Even before he made the world, God loved us and chose us in Christ to be holy and without fault in his eyes. God decided in advance to adopt us into his own family by bringing us to himself through Jesus Christ. This is what he wanted to do, and it gave him great pleasure.
~ The Apostle Paul (Ephesians 1:4-5)

Hear this. Let it sink in. God loves you. He has always loved you.
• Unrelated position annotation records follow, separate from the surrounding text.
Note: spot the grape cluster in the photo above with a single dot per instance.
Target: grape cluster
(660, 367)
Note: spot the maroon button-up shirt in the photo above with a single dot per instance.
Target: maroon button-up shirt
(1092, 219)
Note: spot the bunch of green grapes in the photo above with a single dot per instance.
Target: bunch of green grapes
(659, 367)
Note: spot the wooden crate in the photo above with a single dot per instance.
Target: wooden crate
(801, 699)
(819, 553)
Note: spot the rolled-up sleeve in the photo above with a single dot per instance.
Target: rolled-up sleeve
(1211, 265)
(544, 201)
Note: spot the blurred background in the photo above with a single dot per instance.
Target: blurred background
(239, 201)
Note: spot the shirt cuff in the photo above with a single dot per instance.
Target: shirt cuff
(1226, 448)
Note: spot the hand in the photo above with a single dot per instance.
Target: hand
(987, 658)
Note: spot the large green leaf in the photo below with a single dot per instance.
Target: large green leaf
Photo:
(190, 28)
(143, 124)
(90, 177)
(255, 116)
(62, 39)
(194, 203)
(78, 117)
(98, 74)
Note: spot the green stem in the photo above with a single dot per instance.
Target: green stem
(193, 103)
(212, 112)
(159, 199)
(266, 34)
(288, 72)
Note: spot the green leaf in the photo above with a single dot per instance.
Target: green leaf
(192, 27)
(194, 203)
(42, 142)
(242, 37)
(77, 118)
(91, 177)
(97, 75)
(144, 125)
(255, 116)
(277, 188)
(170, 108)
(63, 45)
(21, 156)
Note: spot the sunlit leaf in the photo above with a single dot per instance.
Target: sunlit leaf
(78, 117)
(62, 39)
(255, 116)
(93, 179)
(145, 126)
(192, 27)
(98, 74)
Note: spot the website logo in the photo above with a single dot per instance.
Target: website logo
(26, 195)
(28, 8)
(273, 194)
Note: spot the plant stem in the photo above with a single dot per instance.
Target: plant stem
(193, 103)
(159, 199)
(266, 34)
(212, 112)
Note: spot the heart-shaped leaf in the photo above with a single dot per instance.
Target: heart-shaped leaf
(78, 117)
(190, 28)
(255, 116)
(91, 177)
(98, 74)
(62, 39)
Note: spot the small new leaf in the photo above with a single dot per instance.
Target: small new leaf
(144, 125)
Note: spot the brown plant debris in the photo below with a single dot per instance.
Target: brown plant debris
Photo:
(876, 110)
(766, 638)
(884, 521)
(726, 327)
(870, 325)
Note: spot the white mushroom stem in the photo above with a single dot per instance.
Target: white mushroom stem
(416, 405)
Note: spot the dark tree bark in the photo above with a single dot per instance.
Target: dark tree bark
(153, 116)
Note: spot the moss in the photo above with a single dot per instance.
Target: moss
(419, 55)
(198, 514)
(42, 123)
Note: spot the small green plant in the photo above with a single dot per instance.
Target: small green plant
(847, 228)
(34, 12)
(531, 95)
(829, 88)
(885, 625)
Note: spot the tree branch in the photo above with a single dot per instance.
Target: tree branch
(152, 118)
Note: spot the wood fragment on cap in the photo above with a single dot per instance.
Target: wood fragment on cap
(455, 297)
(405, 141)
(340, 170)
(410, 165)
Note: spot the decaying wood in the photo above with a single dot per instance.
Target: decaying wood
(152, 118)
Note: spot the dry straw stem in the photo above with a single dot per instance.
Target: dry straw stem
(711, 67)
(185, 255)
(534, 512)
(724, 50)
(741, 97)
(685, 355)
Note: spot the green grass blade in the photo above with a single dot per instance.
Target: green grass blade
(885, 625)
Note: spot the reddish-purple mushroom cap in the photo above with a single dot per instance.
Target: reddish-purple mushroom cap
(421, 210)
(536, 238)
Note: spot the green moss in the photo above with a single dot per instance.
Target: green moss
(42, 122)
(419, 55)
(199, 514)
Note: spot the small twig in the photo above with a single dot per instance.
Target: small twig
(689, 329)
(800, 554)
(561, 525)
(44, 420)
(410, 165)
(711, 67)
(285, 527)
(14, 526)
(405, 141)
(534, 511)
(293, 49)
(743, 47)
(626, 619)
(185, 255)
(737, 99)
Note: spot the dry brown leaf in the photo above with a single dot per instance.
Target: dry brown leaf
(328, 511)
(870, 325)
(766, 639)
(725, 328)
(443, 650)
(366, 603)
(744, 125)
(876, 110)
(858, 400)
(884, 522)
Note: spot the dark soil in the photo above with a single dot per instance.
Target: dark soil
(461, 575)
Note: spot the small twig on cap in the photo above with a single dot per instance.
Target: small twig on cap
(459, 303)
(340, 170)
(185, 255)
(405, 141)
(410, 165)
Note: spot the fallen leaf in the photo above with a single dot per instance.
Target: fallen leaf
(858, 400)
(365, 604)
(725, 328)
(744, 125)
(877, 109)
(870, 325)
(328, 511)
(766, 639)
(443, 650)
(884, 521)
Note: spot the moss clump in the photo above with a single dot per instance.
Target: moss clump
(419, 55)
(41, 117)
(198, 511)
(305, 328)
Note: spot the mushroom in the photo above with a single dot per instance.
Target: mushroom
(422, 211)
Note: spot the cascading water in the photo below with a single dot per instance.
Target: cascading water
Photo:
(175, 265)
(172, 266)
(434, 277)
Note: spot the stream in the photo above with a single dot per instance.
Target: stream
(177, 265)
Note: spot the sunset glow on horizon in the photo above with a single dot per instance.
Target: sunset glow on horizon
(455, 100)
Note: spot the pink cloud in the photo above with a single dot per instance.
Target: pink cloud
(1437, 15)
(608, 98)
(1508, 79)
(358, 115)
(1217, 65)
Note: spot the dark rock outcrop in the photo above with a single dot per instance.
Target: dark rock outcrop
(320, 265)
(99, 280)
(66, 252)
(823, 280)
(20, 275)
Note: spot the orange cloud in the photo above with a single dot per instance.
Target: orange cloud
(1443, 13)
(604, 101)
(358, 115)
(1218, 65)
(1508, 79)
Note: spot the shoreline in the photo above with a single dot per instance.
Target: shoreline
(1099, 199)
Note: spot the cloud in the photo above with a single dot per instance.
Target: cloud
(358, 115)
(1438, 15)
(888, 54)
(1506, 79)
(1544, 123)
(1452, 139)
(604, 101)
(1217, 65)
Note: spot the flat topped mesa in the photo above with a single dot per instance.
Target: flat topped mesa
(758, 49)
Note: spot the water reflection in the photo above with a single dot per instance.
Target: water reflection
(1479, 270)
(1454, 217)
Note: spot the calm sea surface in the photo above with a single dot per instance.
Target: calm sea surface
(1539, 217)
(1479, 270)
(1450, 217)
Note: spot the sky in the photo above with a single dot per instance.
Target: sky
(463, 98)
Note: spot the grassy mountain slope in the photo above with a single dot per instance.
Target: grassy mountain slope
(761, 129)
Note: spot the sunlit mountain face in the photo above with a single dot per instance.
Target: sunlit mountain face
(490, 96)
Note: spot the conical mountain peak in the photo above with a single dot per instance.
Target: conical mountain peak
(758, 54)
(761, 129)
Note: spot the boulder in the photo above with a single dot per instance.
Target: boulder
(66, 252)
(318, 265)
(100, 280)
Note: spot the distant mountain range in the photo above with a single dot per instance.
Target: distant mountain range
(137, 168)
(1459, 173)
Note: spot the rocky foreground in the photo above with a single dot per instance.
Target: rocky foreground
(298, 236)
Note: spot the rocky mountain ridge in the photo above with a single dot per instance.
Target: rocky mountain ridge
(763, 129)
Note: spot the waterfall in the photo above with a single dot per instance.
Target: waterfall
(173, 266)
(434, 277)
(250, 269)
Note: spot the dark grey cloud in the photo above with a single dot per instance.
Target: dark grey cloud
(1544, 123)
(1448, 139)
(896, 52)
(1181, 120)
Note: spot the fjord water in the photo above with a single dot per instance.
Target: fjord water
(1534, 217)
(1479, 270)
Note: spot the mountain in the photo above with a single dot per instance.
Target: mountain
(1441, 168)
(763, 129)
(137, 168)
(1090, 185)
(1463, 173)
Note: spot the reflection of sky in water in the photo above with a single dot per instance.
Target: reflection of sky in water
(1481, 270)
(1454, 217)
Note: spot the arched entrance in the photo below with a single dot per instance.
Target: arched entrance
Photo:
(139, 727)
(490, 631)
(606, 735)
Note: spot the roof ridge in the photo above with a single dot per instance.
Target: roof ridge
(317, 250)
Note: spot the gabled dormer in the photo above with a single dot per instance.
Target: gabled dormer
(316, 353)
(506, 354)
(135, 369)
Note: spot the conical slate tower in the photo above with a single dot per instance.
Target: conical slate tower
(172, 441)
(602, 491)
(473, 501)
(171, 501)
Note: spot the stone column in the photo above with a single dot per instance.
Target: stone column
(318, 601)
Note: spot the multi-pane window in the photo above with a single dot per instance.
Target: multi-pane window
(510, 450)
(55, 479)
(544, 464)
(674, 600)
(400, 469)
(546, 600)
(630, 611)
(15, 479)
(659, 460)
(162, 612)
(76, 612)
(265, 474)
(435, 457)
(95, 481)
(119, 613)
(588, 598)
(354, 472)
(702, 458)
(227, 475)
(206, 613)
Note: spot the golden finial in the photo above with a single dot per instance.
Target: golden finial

In a recent church service at The Meeting House we tried a thought experiment, and feedback suggests this can be a meaningful exercise for all of us to spend a few minutes on right now. Ready? Take a couple of minutes to imagine the worst thing you’ve ever done – I’m talking about the event that brings you the most shame, guilt, and fear of judgement. (Sorry if this is painful – but ultimately I’m hoping this will be more healing than hopeless.) Got that horrible failure in mind? Now, remind yourself that even in that moment – that “God-forsaken” (that’s a lie!) moment, that moment of deepest regret, sadness, and shame – in that moment, God was loving you right then, because God has always been loving you. In fact, God knew your lowest moments and deepest failures before he created you. Before calling you into existence, God knew you, all of you, including the best and worst version of you. Think of that: before he made you, God knew all of you, including the worst version of yourself that you would ever be. And he was already loving you then.

There never has been a moment when God has not been loving you. So now, rethink your life, and move forward knowing that the next time you mess up, you don’t have to hide from God or lie to yourself. Like the Prodigal Son, you can run towards the one who is running toward you saying:

I love you. I have always loved you.